I keep ending up with HAR files that feel too heavy to open and too awkward to query. I wanted a workflow where network traces become something I can ask real questions of without writing one-off jq scripts.
Harlite turns HAR into a queryable SQLite database so you can explore web traffic with SQL.
If you live in developer tools or work on APIs, that shift matters. You go from file spelunking to repeatable analysis, and you can hand the database to teammates or to an AI agent without having to teach a custom query language.
HAR files are great raw material and a painful interface
A HAR capture is a gold mine for debugging, perf work, and forensics. It also ships as a JSON blob with nested arrays, binary bodies, and inconsistent shapes depending on the browser. You can absolutely use jq, but once you have more than a handful of questions, the cost is the script, not the data.
Harlite accepts that the HAR format is the input, not the interface. It imports the data into a stable schema, normalizes common fields, and leaves you with a database you can query from anywhere.
The workflow is import once, then SQL everywhere
The core loop looks like this:
harlite import session.har
harlite query "SELECT url, status FROM entries WHERE status >= 400"
That database is plain SQLite. Use sqlite3, Datasette, DBeaver, Python, whatever you already like. If you want to automate, the CLI has commands like harlite stats, harlite info, and harlite export for predictable outputs.
Bodies are optional, deduped, and fast enough to be practical
I wanted it to be useful for quick questions without hauling giant blobs around. By default, harlite imports metadata only. When you do need bodies, you can opt in with flags and limit size. It also deduplicates bodies by BLAKE3 hash, so a repeated JS bundle is stored once even if it appears across dozens of entries.
There are a few modes depending on how heavy you want to go:
- Store text bodies under a size threshold for fast analysis.
- Decompress gzip or br on import so you can search decoded content.
- Extract bodies to disk so the database stays slim, while keeping hash references.
SQLite FTS5 is wired in when bodies are present, so you can do text searches across responses without inventing another index.
The schema makes the common questions simple
Entries track the things you usually care about: method, URL, host, status, timings, headers, and body hashes.

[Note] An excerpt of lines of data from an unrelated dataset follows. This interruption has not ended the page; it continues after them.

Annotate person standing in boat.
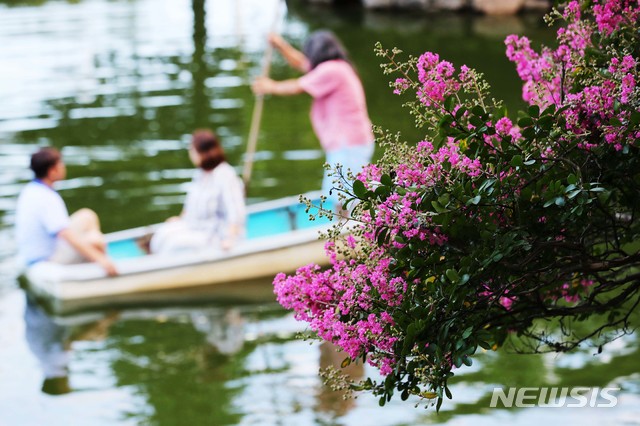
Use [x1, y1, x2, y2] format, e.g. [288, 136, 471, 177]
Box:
[15, 147, 118, 276]
[150, 129, 246, 253]
[251, 30, 375, 199]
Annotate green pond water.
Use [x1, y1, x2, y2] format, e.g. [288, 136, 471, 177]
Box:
[0, 0, 638, 424]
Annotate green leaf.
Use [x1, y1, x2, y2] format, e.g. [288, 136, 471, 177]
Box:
[462, 327, 473, 339]
[455, 106, 468, 120]
[613, 99, 621, 113]
[376, 229, 389, 246]
[444, 95, 456, 111]
[542, 104, 556, 116]
[438, 114, 454, 129]
[446, 269, 460, 283]
[471, 105, 485, 117]
[469, 115, 484, 127]
[431, 200, 447, 213]
[467, 195, 481, 205]
[518, 117, 534, 127]
[381, 174, 393, 186]
[375, 185, 391, 198]
[478, 340, 492, 350]
[609, 116, 623, 127]
[352, 179, 367, 198]
[538, 115, 554, 130]
[522, 126, 536, 139]
[528, 105, 540, 117]
[438, 193, 450, 206]
[510, 155, 523, 167]
[567, 173, 577, 185]
[341, 357, 351, 368]
[630, 111, 640, 125]
[567, 189, 582, 199]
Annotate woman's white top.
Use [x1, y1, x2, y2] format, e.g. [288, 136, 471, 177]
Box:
[181, 162, 246, 240]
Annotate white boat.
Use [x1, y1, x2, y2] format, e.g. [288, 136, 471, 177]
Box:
[22, 192, 334, 314]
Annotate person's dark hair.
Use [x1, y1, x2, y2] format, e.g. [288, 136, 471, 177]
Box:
[30, 147, 61, 179]
[303, 30, 351, 70]
[191, 129, 226, 171]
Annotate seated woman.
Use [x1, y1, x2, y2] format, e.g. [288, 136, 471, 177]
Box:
[150, 130, 246, 254]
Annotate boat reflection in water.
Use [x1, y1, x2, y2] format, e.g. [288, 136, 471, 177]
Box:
[191, 307, 245, 356]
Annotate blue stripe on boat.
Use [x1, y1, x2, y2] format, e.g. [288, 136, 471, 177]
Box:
[107, 198, 334, 260]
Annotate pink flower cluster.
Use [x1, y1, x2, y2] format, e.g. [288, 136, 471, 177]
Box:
[407, 139, 483, 182]
[273, 133, 491, 373]
[506, 0, 640, 150]
[592, 0, 640, 36]
[273, 244, 402, 375]
[545, 278, 595, 303]
[484, 117, 523, 149]
[564, 51, 638, 149]
[505, 34, 564, 106]
[392, 78, 410, 95]
[415, 52, 462, 107]
[479, 283, 517, 310]
[357, 164, 382, 187]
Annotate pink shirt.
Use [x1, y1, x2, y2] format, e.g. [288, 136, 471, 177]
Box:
[298, 60, 374, 153]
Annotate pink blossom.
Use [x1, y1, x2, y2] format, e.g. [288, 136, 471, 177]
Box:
[393, 78, 410, 95]
[495, 117, 514, 136]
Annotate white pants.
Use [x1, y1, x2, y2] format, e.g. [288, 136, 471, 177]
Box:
[50, 209, 105, 264]
[149, 220, 213, 254]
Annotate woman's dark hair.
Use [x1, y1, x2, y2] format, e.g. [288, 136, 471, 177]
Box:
[303, 30, 351, 70]
[30, 147, 61, 179]
[191, 129, 225, 171]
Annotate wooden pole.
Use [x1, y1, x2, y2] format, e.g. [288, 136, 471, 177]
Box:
[241, 0, 283, 191]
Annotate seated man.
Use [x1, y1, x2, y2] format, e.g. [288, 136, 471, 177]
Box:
[15, 147, 118, 276]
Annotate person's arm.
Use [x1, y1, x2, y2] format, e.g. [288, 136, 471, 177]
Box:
[58, 228, 118, 276]
[221, 223, 242, 251]
[269, 33, 310, 73]
[252, 77, 305, 96]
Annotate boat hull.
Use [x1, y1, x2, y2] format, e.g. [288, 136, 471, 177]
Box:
[22, 192, 334, 314]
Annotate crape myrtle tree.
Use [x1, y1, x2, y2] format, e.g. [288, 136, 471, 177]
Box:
[274, 0, 640, 409]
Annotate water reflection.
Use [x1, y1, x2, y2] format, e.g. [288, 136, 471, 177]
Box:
[105, 305, 261, 425]
[24, 297, 71, 395]
[24, 296, 122, 396]
[13, 292, 640, 425]
[191, 307, 245, 355]
[316, 341, 364, 418]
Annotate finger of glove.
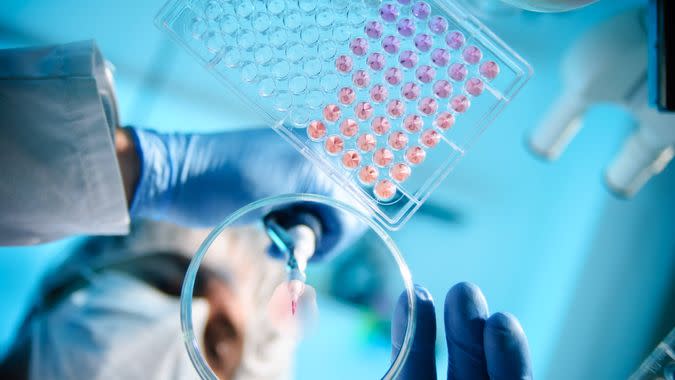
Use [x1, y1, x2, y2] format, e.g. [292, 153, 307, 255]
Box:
[444, 282, 490, 380]
[484, 312, 533, 380]
[392, 285, 438, 380]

Headers are stored as JSON so you can filter with SQLite JSON functions. That means you can slice by host, status, or path quickly, and then use JSON queries when you need the weird edge case.
Here is the kind of query I run constantly:
SELECT method, url, status, time_ms
FROM entries
WHERE time_ms > 1000
ORDER BY time_ms DESC;
Or when I am digging through APIs:
SELECT method, host, path, status
FROM entries
WHERE path LIKE '%/api/%'
ORDER BY started_at;
Harlite fits naturally into AI agent workflows
Agents already speak SQL. So when I want an assistant to help me triage a HAR, I can say, query this database for all POSTs with a 400+, or find the biggest responses from a specific host. That is a small difference that saves real time and avoids explaining bespoke filters over and over.
Example use cases that feel real
I built harlite because I kept needing the same answers:
- Identify slow or failing endpoints after a refactor.
- Extract all JSON responses from a specific API domain.
- Compare traffic across multiple HAR captures in one database.
- Spot redundant requests by finding duplicate response hashes.
- Hand a compact database to a teammate or agent for fast analysis.
If any of that sounds familiar, harlite is probably worth a look.
Getting it running today
It is open source, MIT licensed, and available on crates.io. Install with cargo, or build from source if you want to hack. The README calls out a current requirement of Rust 1.85 because of edition 2024 dependencies, so assume stable and up to date.